Der Gerichtssaal des Verwaltungsgerichts in Halle war voll besetzt. Die Regelung, dass sich jeweils vier Zuschauer mit den draußen Wartenden abwechseln sollten, gab der Gerichtsbeamte, der für den Einlass zuständig war, bald auf. Mehr als 30 Aktivisten und Aktivistinnen aus Berlin, Halle und dem Umland, die sich gegen die Residenzpflicht engagieren, waren am Freitag vergangener Woche zur Urteilsverkündung gekommen.
Nur der Platz des Beklagten, der Ausländerbehörde, blieb leer. »Das ist eine Taktik der Ausländerbehörde. Wenn sie sich schuldig fühlen, machen sie so etwas.« So interpretierte der Kläger Komi E. das Fehlen der Behördenvertreter. Der Vizepräsident der Flüchtlingsinitiative Togo Action Plus hatte im Jahr 2007 die Ausländerbehörde in Merseburg verklagt. Die Residenzpflicht verbot ihm, ohne behördliche Genehmigung den Saalekreis, also das Umland der Stadt Halle, zu verlassen.

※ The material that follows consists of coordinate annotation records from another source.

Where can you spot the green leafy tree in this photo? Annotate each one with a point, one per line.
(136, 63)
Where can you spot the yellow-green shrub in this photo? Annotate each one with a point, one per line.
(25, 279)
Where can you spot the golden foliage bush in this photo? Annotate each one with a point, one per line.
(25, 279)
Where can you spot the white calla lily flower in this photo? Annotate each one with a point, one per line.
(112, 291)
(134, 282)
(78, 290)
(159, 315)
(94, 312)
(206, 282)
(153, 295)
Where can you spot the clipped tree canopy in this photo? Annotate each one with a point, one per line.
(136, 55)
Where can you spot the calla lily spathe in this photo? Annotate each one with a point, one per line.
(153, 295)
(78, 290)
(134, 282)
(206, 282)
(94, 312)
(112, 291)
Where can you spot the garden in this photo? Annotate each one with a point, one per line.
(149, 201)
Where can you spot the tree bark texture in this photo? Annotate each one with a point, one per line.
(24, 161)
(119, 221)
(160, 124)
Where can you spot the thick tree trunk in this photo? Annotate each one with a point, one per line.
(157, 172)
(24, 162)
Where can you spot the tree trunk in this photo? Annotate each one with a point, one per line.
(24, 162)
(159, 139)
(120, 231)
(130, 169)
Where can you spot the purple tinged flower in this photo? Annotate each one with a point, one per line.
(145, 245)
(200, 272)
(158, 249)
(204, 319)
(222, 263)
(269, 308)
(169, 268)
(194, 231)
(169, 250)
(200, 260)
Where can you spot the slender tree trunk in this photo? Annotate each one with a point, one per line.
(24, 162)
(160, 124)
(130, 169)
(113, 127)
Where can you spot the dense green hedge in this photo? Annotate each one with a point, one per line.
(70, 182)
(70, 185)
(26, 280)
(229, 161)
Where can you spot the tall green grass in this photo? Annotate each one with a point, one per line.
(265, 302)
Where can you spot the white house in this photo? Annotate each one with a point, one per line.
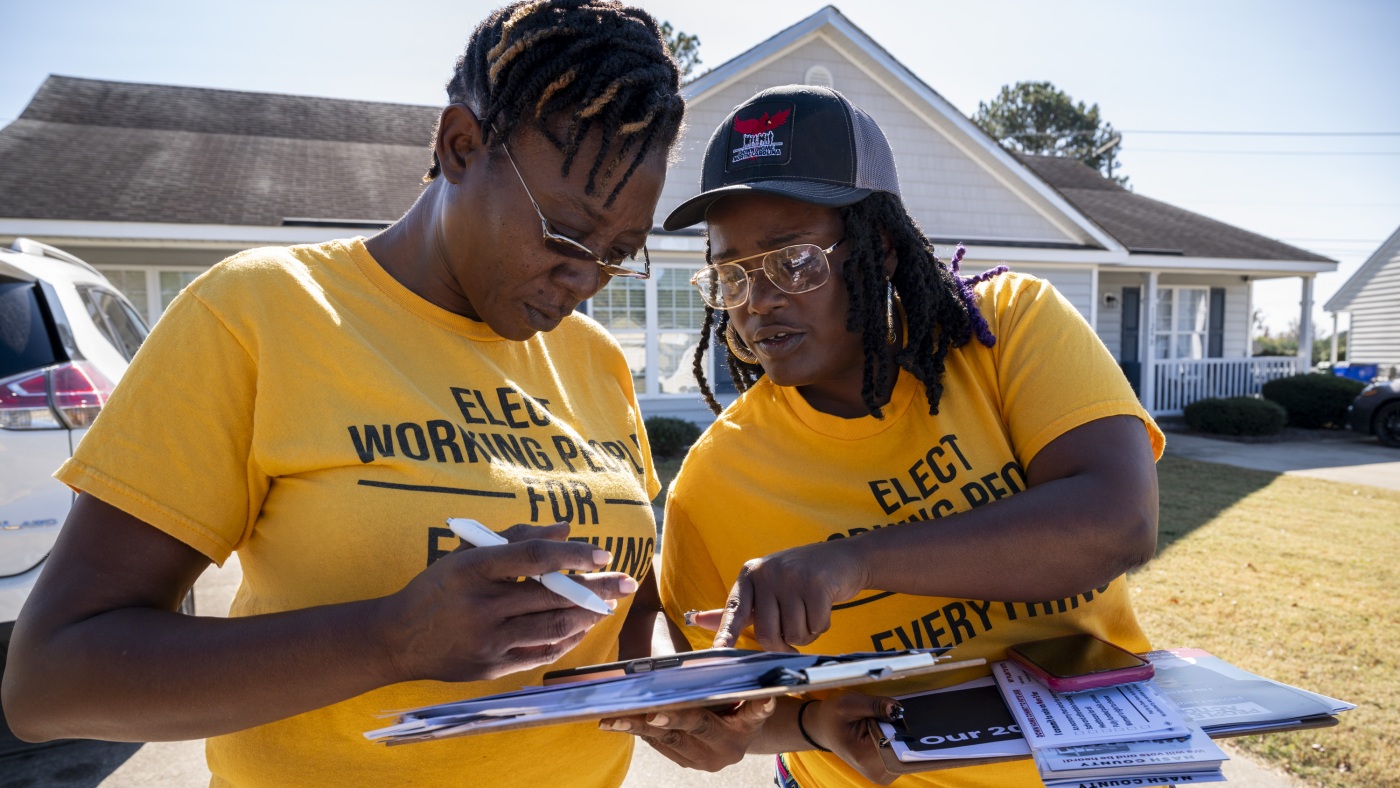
(154, 184)
(1372, 296)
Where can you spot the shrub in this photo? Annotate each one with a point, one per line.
(669, 437)
(1313, 400)
(1235, 416)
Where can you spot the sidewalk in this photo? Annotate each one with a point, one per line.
(1347, 458)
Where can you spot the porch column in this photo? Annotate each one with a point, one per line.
(1150, 343)
(1305, 328)
(1333, 339)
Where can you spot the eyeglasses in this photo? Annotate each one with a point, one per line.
(791, 269)
(573, 249)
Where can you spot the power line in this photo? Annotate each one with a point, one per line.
(1267, 133)
(1260, 153)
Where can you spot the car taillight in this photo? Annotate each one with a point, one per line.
(55, 398)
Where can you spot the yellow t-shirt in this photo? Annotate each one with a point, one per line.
(773, 473)
(303, 407)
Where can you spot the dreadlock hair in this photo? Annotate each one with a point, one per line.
(940, 305)
(573, 65)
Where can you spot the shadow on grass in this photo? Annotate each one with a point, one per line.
(1193, 493)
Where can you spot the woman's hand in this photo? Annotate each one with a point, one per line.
(840, 722)
(469, 616)
(699, 738)
(788, 595)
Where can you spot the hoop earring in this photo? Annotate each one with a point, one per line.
(892, 305)
(738, 349)
(889, 312)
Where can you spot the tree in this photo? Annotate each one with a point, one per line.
(683, 46)
(1040, 119)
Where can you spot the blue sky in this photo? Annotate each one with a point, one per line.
(1151, 66)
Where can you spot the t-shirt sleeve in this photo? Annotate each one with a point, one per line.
(172, 445)
(688, 577)
(1053, 371)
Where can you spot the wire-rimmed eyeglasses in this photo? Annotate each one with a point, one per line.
(791, 269)
(570, 248)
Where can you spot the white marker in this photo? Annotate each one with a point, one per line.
(478, 535)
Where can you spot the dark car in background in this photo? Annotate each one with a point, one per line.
(1376, 412)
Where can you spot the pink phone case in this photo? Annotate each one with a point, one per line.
(1087, 680)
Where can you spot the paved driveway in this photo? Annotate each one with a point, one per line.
(1346, 458)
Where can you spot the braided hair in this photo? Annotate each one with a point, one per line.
(573, 66)
(940, 305)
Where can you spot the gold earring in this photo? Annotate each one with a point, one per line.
(893, 307)
(889, 312)
(738, 349)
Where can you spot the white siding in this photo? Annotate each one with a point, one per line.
(1375, 318)
(951, 195)
(1075, 284)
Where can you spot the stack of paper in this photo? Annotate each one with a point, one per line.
(703, 683)
(1187, 759)
(1155, 732)
(972, 721)
(1225, 700)
(1122, 713)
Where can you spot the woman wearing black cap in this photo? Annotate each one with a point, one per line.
(916, 459)
(321, 410)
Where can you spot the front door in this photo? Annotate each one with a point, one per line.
(1130, 345)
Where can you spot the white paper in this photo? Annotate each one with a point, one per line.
(1108, 714)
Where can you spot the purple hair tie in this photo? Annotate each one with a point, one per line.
(969, 298)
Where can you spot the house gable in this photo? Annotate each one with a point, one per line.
(955, 179)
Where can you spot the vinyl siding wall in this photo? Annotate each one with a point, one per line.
(1375, 318)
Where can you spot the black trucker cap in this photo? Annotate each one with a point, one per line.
(801, 142)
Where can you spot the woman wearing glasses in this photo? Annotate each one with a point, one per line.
(321, 410)
(914, 461)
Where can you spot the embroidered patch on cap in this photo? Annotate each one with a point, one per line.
(762, 133)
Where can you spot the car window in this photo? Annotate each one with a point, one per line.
(24, 339)
(116, 319)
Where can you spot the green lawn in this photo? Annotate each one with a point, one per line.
(1292, 578)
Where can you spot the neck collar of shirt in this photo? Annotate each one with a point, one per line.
(853, 428)
(415, 303)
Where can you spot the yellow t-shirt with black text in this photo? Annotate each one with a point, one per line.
(303, 407)
(773, 473)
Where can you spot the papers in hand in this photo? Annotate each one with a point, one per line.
(1120, 713)
(752, 676)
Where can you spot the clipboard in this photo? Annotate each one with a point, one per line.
(758, 676)
(895, 766)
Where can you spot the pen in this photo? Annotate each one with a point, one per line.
(478, 535)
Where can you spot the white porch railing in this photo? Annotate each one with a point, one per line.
(1180, 382)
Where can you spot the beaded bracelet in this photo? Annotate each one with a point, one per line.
(801, 710)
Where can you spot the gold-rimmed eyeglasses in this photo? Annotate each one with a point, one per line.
(791, 269)
(570, 248)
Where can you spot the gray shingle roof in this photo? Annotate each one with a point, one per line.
(1145, 226)
(116, 151)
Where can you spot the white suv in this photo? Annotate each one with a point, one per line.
(66, 338)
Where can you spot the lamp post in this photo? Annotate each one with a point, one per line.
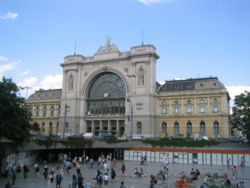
(65, 116)
(131, 108)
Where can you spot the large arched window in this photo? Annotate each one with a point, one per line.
(189, 128)
(202, 106)
(52, 109)
(106, 95)
(216, 128)
(216, 105)
(176, 129)
(164, 107)
(139, 127)
(37, 111)
(189, 106)
(202, 128)
(50, 128)
(164, 127)
(176, 107)
(44, 111)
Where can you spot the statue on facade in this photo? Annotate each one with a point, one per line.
(141, 76)
(70, 82)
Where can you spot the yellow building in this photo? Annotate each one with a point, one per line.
(193, 107)
(45, 108)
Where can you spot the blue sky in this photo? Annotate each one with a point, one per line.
(194, 38)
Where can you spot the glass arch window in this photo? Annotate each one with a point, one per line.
(202, 106)
(52, 109)
(44, 111)
(139, 128)
(216, 128)
(216, 105)
(176, 128)
(164, 107)
(189, 106)
(164, 127)
(202, 128)
(176, 107)
(189, 128)
(106, 95)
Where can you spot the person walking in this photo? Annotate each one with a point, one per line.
(74, 181)
(106, 180)
(25, 171)
(113, 173)
(122, 185)
(91, 162)
(123, 168)
(13, 176)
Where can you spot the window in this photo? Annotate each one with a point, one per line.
(164, 107)
(164, 127)
(202, 128)
(139, 128)
(176, 129)
(176, 107)
(44, 111)
(52, 109)
(202, 106)
(106, 95)
(189, 106)
(50, 128)
(189, 128)
(216, 128)
(37, 111)
(216, 105)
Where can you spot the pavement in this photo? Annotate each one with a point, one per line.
(129, 179)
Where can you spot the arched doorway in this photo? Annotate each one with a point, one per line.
(105, 112)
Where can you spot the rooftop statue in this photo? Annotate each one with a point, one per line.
(108, 47)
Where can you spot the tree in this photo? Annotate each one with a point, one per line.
(15, 116)
(241, 113)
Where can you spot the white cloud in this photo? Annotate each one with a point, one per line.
(9, 15)
(2, 58)
(24, 73)
(236, 90)
(149, 2)
(52, 82)
(27, 82)
(7, 67)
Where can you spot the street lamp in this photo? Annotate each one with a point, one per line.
(131, 108)
(65, 115)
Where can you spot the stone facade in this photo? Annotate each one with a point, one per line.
(117, 92)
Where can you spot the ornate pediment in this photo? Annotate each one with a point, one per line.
(107, 48)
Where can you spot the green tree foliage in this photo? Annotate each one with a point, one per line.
(14, 113)
(241, 113)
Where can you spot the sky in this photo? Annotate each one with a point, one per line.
(194, 38)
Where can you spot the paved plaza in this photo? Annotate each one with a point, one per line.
(129, 179)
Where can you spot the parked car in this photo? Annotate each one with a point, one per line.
(137, 137)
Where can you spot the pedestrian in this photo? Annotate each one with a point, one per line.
(74, 181)
(113, 173)
(25, 171)
(123, 168)
(58, 180)
(122, 185)
(80, 181)
(88, 184)
(99, 180)
(7, 185)
(106, 180)
(228, 163)
(13, 175)
(91, 162)
(242, 162)
(153, 181)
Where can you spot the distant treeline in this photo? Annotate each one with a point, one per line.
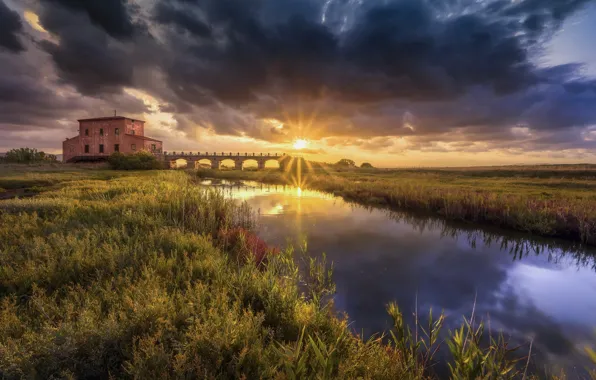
(26, 156)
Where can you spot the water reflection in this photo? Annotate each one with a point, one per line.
(530, 288)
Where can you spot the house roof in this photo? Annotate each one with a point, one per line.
(110, 118)
(143, 138)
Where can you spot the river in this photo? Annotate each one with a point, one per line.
(532, 289)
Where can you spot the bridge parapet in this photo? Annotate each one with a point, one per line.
(216, 159)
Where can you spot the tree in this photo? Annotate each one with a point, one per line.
(27, 155)
(345, 162)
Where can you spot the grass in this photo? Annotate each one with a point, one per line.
(556, 201)
(143, 275)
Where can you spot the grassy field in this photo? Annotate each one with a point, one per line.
(557, 200)
(108, 274)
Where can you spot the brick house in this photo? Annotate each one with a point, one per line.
(100, 137)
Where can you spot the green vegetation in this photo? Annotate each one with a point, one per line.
(558, 200)
(346, 163)
(141, 275)
(27, 156)
(139, 161)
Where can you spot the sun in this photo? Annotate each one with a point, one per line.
(300, 144)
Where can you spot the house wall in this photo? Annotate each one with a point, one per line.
(70, 148)
(130, 133)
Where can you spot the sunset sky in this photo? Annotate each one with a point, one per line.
(392, 82)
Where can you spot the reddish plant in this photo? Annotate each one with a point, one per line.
(246, 244)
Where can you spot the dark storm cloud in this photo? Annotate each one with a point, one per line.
(10, 27)
(167, 14)
(395, 50)
(85, 53)
(111, 15)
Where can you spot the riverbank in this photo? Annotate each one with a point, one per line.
(134, 275)
(553, 201)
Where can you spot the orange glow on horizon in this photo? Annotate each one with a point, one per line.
(300, 144)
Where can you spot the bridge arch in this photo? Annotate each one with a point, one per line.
(227, 163)
(203, 163)
(272, 163)
(178, 163)
(249, 163)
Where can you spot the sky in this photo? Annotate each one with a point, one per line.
(397, 83)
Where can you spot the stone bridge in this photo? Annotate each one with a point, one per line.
(216, 159)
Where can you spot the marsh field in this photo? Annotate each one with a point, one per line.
(113, 274)
(550, 200)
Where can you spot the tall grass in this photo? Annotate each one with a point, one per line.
(138, 277)
(555, 207)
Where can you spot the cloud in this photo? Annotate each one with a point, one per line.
(10, 27)
(113, 16)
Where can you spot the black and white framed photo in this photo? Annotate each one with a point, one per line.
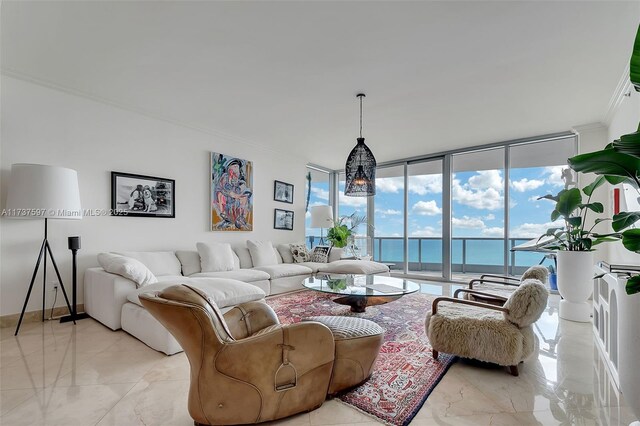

»Die Ausländerbehörde wollte immer zehn Euro von uns haben, wenn wir den Landkreis verlassen. Und dann habe ich die Nase voll gehabt und geklagt«, erzählt Komi E. im Gespräch mit der Jungle World. Darüber hinaus schickte ihm die Behörde einen Bescheid, in dem er für eine Fahrt zur togolesischen Botschaft und die Beschaffung eines Passes zu einer Erstattung von Kosten aufgefordert wurde, die sich auf über 1 165 Euro beliefen. Diese Forderung hatte jedoch keine Grundlage und wurde von der Behörde noch vor der Verhandlung fallen gelassen.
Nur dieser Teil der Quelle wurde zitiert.